Perhaps the two strong personalities involved – Trump and House Speaker Nancy Pelosi – could step back and let others negotiate a resolution, Fulcher said.

Elected in November and attending his first State of the Union Address, Fulcher called the speech “classic Trump,” covering many topics, unapologetic about the progress for items on his agenda and with nods toward heroes in the audience.

Sen. Patty Murray, D-Wash., agreed there were many familiar themes in the speech, but to her that wasn’t a good thing. She described the speech as “more divisiveness” and a “big step in the wrong direction.”

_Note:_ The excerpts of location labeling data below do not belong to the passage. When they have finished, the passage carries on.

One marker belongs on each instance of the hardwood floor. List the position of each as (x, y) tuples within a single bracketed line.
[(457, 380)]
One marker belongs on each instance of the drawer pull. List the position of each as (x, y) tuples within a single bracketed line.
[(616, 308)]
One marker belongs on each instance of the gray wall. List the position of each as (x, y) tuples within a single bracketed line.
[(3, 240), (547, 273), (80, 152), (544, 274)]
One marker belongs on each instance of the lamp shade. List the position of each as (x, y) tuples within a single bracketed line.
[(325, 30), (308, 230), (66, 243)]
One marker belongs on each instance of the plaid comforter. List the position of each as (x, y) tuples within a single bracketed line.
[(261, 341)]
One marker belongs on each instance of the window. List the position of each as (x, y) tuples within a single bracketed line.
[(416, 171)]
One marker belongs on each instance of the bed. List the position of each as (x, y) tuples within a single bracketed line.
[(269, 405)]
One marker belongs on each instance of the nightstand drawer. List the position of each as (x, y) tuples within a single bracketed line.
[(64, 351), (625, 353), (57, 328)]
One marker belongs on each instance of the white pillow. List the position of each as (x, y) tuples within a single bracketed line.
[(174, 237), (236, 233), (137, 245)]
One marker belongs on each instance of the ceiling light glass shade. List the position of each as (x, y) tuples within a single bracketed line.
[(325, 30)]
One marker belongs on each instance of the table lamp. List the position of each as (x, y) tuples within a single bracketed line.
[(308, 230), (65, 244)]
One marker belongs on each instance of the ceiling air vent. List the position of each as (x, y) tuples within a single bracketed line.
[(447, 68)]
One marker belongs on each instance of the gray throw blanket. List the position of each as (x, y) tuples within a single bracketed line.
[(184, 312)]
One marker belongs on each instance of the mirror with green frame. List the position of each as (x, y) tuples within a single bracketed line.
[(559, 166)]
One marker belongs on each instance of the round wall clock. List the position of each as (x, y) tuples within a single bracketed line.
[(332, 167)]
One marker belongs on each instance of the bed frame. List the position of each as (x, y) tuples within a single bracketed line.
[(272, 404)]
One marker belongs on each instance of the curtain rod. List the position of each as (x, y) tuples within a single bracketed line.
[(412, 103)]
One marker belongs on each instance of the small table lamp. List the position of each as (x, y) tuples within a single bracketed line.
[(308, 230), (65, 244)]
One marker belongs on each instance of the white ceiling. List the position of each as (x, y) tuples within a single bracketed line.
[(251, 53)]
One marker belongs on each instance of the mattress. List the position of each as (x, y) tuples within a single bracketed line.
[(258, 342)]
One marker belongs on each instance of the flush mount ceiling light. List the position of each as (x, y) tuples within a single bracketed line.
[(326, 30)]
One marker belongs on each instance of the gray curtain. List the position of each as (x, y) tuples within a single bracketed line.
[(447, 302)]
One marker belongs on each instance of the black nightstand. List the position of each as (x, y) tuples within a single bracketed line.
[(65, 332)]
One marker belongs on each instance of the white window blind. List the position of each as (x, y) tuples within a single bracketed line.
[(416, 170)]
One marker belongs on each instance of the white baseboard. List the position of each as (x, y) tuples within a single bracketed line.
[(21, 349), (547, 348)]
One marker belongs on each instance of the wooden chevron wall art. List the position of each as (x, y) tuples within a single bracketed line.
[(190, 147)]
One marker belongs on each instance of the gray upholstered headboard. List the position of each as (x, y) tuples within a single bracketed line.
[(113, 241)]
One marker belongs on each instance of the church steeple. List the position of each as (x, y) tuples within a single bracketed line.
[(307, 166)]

“People don’t want more Trump shutdowns or needless drama,” Murray said in a statement released after the speech. “They don’t want to pay for a wasteful border wall, especially one that they were promised Mexico would pay for.”

She took issue with Trump’s call for legislation to outlaw late-term abortions, contending people don’t want him to “politicize women’s health care and take away their rights.”

Sen. Mike Crapo, R-Idaho, who said Trump laid out a strong vision of America as “an opportunity society, not a big government caretaker society,” saw some room for compromise with Trump’s call for having the people providing border security say what is needed.

Whether that will result in the deal the president wants is unclear, he said. “There has been a significant amount of negotiations. I can’t say if they’re getting anywhere.”

But neither Crapo nor McMorris Rodgers seemed persuaded by the president’s suggestion that Congress could either have peace and legislation, or war and investigation – a call for ending the Mueller investigation without mentioning the special counsel by name.

“I’ve consistently said the Mueller investigation should come to a conclusion,” Crapo said.

“Congress has to do both, legislate and investigate,” McMorris Rodgers said. “It has a responsibility to do oversight.”

Trump’s comment that “great countries don’t participate in endless wars” got praise from several members of Congress, but McMorris Rodgers said she was surprised to hear negotiations in Afghanistan include the Taliban.

“I’d have some concerns about that,” she said.

But Risch, who is chairman of the Senate Foreign Relations Committee, said that’s part of an effort to restructure and rethink strategy in Afghanistan after some 17 years of war. “We’re not going to give up the fight on terrorism,” he said.